Bei uns gab es die Tradition, dass es an Heiligabend nichts Aufwändiges gab, dafür am ersten Weihnachtstag die Gans mit Klößen und Rotkohl.
War bei meinen Eltern auch so ähnlich, sonst wäre es mit dem ganzen Programm, was wir am 24. hatten, in Stress ausgeartet. Einfaches Essen (ich weiß nicht mehr, was es gab, aber auf jeden Fall schnell und einfach, ich glaube, meine Mutter machte gerne überbackene Toastbrote), Warten aufs Christkind in Spannung bei uns Kindern, endlich Bescherung, endlich Futtern von Weihnachtsgebäck (gab es erst ab dem Heiligen Abend), spielen mit den neuen Sachen, am späten Abend fertig machen zum Kirchgang. Die Messe dauerte ewig. Also da war keine Zeit zum festlichen Essen. Am Vormittag haben wir mit unserem Vater im Wald noch Moos für die Krippe gesucht. An dem Tag gab es viele Programmpunkte.

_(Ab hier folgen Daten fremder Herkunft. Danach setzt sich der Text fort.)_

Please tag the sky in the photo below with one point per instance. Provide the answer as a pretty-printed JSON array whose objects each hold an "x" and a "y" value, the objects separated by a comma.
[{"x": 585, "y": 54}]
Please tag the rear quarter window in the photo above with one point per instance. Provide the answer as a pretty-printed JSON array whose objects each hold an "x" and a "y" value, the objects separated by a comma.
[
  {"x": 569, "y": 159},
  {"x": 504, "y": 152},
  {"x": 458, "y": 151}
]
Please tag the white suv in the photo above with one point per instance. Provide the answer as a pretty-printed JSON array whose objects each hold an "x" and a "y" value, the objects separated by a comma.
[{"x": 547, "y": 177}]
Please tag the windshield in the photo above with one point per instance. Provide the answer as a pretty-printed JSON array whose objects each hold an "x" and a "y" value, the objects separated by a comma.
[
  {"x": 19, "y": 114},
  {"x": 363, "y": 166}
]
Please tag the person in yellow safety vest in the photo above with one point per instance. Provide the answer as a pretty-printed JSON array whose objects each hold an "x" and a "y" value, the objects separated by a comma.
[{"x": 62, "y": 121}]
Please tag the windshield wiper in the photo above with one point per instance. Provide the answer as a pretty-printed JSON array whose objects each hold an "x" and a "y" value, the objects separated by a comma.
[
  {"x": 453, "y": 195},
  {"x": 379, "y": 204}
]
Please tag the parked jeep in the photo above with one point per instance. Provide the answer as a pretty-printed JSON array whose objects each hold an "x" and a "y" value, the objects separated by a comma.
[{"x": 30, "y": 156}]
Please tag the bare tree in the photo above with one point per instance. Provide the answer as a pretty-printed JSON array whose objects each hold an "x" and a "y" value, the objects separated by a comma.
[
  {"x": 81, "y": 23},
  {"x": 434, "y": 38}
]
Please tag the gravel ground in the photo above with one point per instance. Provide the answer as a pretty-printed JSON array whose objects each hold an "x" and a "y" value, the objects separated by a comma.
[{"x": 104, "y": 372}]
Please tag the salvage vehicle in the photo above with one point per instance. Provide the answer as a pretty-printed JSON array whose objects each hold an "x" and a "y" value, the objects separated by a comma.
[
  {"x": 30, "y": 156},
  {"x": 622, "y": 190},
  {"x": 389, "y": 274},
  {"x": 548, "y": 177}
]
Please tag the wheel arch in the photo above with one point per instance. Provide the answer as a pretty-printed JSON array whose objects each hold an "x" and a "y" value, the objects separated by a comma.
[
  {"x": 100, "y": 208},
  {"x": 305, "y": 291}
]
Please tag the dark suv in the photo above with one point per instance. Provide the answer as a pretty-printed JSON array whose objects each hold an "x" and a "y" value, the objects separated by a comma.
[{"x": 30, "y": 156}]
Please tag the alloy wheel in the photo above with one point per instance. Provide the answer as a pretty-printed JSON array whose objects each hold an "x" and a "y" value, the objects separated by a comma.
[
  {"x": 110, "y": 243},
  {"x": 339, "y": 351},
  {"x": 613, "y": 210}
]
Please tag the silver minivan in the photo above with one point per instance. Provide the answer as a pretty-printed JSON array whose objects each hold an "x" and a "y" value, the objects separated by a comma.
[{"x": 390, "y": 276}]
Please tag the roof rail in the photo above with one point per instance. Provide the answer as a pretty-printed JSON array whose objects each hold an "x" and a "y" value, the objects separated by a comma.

Das festliche Essen gab's am Feiertag wieder nach dem Kirchgang und dann war man unterwegs zu diversen Verwandtenbesuchen inklusiver Einladungen zum Essen meistens am 2. Weihnachtsfeiertag.
Wenn ich von der Tradition ausgehe, dass es früher üblich war spät abends in die Messe zu gehen, dann denke ich, dass man deshalb früher am 24.12. einfach gegessen hat und diese Tradition sich bei vielen so erhalten hat.